Last year, the greenhouse gases in the earth touched a record high, much more than the "symbolic threshold of 400 parts per million" throughout the world, the United Nations' World Meteorological Organization (WMO) warned in a report released Monday. The planet may just not be hospitable some day.
"We are moving into uncharted territory at a frightening speed," WMO Secretary General Michel Jarraud said. "Every year we say that time is running out. We have to act now to slash greenhouse gas emissions if we are to have a chance to keep the increase in temperatures to manageable levels."
The deadliest of all greenhouse gases is carbon dioxide, which has a long life cycle. It has risen continuously towards the 400 parts per million (ppm) level since the records stared in 1984. Every year it has been touching a new record, according to The Washington Post.
These concentrations had come upto 397.7 ppm in 2014, and in the northern hemisphere, they "crossed the symbolically significant 400 ppm level in 2014 spring, when CO2 is most abundant," the report said. "In spring 2015, the global average concentration of CO2 crossed the 400 ppm barrier."
The threshold of 400 ppm concentration level was reached millions of year ago. Jarraud said the rising point "means hotter global temperatures, more extreme weather events like heatwaves and floods, melting ice, rising sea levels and increased acidity of the oceans."
The gas has its uses, of course.
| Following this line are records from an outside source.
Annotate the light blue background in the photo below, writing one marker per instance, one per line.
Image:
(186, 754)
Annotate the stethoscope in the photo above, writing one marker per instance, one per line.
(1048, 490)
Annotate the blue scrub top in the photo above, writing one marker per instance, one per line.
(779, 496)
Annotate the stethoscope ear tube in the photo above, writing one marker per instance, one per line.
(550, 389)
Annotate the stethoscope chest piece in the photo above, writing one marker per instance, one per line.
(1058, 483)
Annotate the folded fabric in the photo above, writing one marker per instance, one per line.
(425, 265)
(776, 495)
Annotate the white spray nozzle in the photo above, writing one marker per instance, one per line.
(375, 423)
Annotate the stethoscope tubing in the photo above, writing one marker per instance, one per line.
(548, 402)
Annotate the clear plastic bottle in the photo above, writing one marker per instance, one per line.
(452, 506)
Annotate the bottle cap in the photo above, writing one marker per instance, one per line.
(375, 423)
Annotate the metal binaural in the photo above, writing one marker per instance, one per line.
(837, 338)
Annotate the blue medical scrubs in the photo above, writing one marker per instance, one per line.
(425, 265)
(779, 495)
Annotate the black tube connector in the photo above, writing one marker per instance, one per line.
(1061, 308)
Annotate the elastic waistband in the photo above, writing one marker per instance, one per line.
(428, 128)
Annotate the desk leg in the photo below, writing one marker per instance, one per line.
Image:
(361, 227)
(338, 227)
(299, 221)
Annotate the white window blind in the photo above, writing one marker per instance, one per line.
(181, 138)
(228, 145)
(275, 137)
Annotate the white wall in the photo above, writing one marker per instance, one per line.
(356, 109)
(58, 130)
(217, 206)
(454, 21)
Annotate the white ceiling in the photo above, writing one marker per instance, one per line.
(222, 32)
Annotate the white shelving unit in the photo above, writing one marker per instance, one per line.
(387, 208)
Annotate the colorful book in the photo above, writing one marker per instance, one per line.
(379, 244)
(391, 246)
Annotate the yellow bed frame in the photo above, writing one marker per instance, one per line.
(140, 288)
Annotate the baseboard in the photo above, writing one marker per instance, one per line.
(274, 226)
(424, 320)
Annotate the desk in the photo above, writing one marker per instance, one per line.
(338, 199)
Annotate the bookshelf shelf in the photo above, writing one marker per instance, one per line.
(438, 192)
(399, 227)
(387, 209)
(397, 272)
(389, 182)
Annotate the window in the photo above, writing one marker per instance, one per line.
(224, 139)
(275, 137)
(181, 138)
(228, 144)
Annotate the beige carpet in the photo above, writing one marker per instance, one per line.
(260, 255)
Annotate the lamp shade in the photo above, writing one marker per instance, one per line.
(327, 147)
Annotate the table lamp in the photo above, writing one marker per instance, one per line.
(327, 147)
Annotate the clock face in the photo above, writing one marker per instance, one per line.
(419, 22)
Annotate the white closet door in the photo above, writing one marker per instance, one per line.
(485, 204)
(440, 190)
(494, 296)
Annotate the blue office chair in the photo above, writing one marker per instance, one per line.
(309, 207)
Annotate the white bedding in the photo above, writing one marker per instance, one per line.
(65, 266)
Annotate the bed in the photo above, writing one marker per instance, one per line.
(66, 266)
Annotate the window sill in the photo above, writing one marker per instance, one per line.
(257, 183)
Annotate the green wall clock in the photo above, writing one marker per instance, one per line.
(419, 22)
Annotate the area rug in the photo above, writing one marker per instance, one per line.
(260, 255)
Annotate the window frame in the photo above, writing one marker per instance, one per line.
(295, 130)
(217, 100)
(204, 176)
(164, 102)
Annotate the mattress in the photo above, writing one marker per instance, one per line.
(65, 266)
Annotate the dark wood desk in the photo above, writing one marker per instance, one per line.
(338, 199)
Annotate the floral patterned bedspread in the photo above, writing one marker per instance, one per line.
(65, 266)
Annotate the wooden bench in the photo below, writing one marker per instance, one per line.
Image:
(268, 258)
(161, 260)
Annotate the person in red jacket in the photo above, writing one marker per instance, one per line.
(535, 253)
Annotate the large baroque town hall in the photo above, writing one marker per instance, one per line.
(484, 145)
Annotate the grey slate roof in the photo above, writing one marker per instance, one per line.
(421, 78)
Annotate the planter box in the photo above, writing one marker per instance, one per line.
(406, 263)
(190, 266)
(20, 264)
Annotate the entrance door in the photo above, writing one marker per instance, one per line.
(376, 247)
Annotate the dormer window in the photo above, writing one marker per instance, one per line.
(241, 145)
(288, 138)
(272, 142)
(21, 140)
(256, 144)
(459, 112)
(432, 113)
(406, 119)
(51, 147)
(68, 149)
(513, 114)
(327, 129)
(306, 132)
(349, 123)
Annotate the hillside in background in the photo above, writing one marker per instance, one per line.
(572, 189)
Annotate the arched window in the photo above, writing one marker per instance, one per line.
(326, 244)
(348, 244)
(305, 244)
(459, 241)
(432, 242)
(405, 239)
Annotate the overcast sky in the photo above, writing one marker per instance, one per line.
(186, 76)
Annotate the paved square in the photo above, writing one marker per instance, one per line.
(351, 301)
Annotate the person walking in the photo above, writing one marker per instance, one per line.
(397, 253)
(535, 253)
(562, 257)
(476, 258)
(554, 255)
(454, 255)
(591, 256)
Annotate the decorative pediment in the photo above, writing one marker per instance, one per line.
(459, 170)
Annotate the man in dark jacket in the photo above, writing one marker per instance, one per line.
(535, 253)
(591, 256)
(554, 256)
It is important for plant life, and acts as an "insulating blanket", capturing the solar heat that can keep the planet warm.
"Excess energy trapped by CO2 and other greenhouse gases is heating up the Earth surface which leads to increase in atmospheric water vapor which in turn is generating [and] trapping even more heat," Jarraud said, noting that carbon dioxide stays in the atmosphere and the oceans for years.
The report has been released three weeks before 190 countries meet in Paris for negotiations that can make them all sign a treaty to reduce emissions.
The two nations that emit more greenhouse gases than any other country are the United States and China, so these two will be looked at as leaders of the efforts.